UNSER GARTEN - UNSER BEET

Geschrieben am 20.02.2021
von Joachim Heisel


Heute ist Frühlingsanfang. Jetzt kann schon die Zeit der ersten Frühlingsblumen sein oder auch die Zeit, Zwiebeln für Sommerblumen ins Beet zu senken.

Ein Freund, der eine große Krise in seiner Ehe hinter sich hatte, sagte mir: Nach Jahren bin ich darauf gekommen, wie wichtig es ist, sich selber zu lieben. Viele Jahre wurde mir gesagt: „Liebe deinen Nächsten“, aber der zweite Teil des Gebots: „Wie dich selbst“ (vgl Mk 12,28-34) wurde mir zu wenig vermittelt. Die Ursache für seine Beziehungskrise sah er darin, dass er sich keinen Freiraum für sich selbst schaffen konnte oder wie er sich ausdrückte für einen eigenen Garten, in dem er Blumen pflanzen konnte, die ihm gefallen.

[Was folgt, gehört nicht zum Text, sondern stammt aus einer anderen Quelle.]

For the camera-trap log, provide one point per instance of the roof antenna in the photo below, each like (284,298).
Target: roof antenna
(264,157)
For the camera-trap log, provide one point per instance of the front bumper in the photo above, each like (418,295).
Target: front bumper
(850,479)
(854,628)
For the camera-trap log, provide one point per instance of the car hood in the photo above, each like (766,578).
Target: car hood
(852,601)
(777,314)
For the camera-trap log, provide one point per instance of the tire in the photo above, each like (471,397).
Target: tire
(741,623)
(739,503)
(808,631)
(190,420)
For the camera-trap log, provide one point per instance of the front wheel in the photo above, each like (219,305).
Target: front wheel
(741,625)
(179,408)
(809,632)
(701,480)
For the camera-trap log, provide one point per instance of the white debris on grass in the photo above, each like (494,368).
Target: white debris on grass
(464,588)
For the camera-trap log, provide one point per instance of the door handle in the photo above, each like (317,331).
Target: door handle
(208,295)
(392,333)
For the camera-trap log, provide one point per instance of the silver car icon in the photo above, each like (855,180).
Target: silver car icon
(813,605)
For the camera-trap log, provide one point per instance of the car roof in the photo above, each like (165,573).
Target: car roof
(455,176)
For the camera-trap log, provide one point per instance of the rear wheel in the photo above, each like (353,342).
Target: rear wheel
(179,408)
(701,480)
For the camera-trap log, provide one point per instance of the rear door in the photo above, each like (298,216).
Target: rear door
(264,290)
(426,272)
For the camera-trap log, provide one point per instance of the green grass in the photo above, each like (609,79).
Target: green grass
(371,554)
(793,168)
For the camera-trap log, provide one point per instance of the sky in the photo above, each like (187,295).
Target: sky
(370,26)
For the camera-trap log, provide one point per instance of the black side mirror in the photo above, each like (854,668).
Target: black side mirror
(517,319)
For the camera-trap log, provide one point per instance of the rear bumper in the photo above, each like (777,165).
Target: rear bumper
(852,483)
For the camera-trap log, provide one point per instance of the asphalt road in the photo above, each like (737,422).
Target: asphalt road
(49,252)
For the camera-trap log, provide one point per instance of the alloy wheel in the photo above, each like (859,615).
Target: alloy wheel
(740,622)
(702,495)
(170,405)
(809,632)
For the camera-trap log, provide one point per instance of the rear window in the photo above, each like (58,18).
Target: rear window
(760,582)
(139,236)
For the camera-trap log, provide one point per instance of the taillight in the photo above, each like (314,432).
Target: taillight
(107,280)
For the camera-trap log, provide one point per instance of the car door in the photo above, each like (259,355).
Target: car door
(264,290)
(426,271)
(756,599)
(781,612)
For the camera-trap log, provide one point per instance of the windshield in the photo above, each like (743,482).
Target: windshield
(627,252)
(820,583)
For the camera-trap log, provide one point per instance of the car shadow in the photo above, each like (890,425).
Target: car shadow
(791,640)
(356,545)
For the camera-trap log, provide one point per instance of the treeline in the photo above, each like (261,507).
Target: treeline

Auch in der innigen Zweierbeziehung einer Ehe oder Partnerschaft muss jeder schauen, dass sein Selbst nicht verkümmert. Dazu ist wichtig, dass jeder und jede einen Bereich hat, der wie ein Garten ist, zu dem nur er einen Zutritt hat oder diejenigen, die er hinein lässt. Das kann auch ein Raum sein, ein Hobby oder ein Kreis von Menschen, wo er oder sie Abstand zum Alltag gewinnen kann.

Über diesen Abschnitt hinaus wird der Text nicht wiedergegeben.